Anyway! On to serious analysis!

So we probably shouldn’t expect an unusual number of incumbents to go down in primaries next year. However, that doesn’t mean that the Democratic Party establishment can rest easy. The relatively high level of Democratic discontent could still manifest itself in open-seat races. The biggest impact of the Tea Party movement wasn’t incumbents losing primaries, but rather the proliferation of a new breed of uncompromising, anti-establishment conservatives that moved the Republican caucus right, obstructed legislation favored by GOP leadership, and ousted multiple speakers of the House. Similarly, MAGA-aligned legislators have displaced old-guard Republicans in Washington since President Donald Trump’s first election in 2016, predominantly not through defeating them in primaries, but succeeding them after they retired.
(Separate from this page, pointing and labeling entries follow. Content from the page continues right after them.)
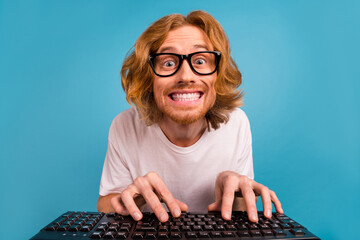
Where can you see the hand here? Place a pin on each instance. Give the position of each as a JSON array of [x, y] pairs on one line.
[[227, 183], [148, 189]]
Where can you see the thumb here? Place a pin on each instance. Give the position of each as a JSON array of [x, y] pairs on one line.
[[215, 206]]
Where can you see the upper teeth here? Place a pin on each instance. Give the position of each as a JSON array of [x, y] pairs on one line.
[[185, 96]]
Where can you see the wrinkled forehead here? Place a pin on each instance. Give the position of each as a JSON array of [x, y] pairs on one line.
[[186, 39]]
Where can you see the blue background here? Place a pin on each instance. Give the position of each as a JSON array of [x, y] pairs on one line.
[[60, 89]]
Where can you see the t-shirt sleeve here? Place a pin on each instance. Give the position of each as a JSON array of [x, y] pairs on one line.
[[245, 161], [116, 175]]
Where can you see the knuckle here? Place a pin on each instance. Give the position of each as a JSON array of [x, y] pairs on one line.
[[264, 190], [139, 181], [152, 174], [228, 194]]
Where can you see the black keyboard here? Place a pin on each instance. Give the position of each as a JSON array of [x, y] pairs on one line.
[[97, 225]]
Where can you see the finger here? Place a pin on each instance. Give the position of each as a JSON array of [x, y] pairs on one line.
[[183, 206], [250, 202], [127, 197], [154, 203], [215, 206], [230, 186], [276, 202], [118, 206], [265, 197], [164, 194]]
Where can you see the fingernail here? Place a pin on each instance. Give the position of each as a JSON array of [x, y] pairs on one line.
[[176, 212], [162, 217], [137, 216], [227, 215], [268, 213], [253, 216]]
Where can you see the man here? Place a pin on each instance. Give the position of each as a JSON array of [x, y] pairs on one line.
[[186, 144]]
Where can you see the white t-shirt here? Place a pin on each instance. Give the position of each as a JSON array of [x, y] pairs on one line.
[[136, 149]]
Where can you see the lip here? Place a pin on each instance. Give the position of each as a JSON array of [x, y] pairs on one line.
[[201, 93]]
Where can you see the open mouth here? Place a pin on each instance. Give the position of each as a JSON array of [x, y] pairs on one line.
[[186, 97]]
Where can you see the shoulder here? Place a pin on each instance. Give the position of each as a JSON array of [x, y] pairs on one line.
[[238, 116]]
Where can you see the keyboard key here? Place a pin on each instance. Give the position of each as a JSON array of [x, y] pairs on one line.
[[255, 233], [138, 235], [191, 235], [228, 234], [297, 232], [279, 233], [175, 235], [74, 228], [243, 233], [97, 234], [51, 227], [162, 235], [216, 234], [267, 232], [110, 234], [203, 234], [122, 235]]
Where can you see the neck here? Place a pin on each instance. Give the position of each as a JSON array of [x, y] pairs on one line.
[[183, 135]]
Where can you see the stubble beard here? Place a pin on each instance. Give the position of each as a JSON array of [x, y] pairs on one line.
[[184, 116]]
Over on the Democratic side, most “Squad” members other than Ocasio-Cortez and Pressley — including Rashida Tlaib, Ilhan Omar, and Summer Lee — were first elected from open seats. And, of course, last week’s Democratic primary for mayor of New York City didn’t feature an incumbent either.

Simply because of the sheer number of open seats (18 representatives have already retired or resigned this year, and the average cycle since 2009-10 has seen 52 representatives do so), one of the biggest things to watch for in the 2026 congressional primaries will be whether Democratic primary voters nominate more candidates opposed by party leadership. (Some more grist for this theory: Another CNN poll from April found that Democrats disapproved of the way Democratic leaders in Congress were handling their jobs, 57 percent to 42 percent. That’s much more overtly negative than their views of the party in general.) And if those candidates go on to win the general election, Democratic leaders in Congress could experience for themselves the same kind of intraparty strife that has plagued Republicans in recent years.

But history suggests that sitting Democratic members of Congress are in no special danger in 2026 primaries. Even in the most anti-incumbent election cycles, 95 percent or more of incumbents still win renomination.

Sadly, Gillibrand can probably rest easy and phone some more “work” in, she’s not going anywhere although I suspect Muslim voters heard her Islamophobia and bigotry loud and clear and won’t forget it. Probably no backsies on that.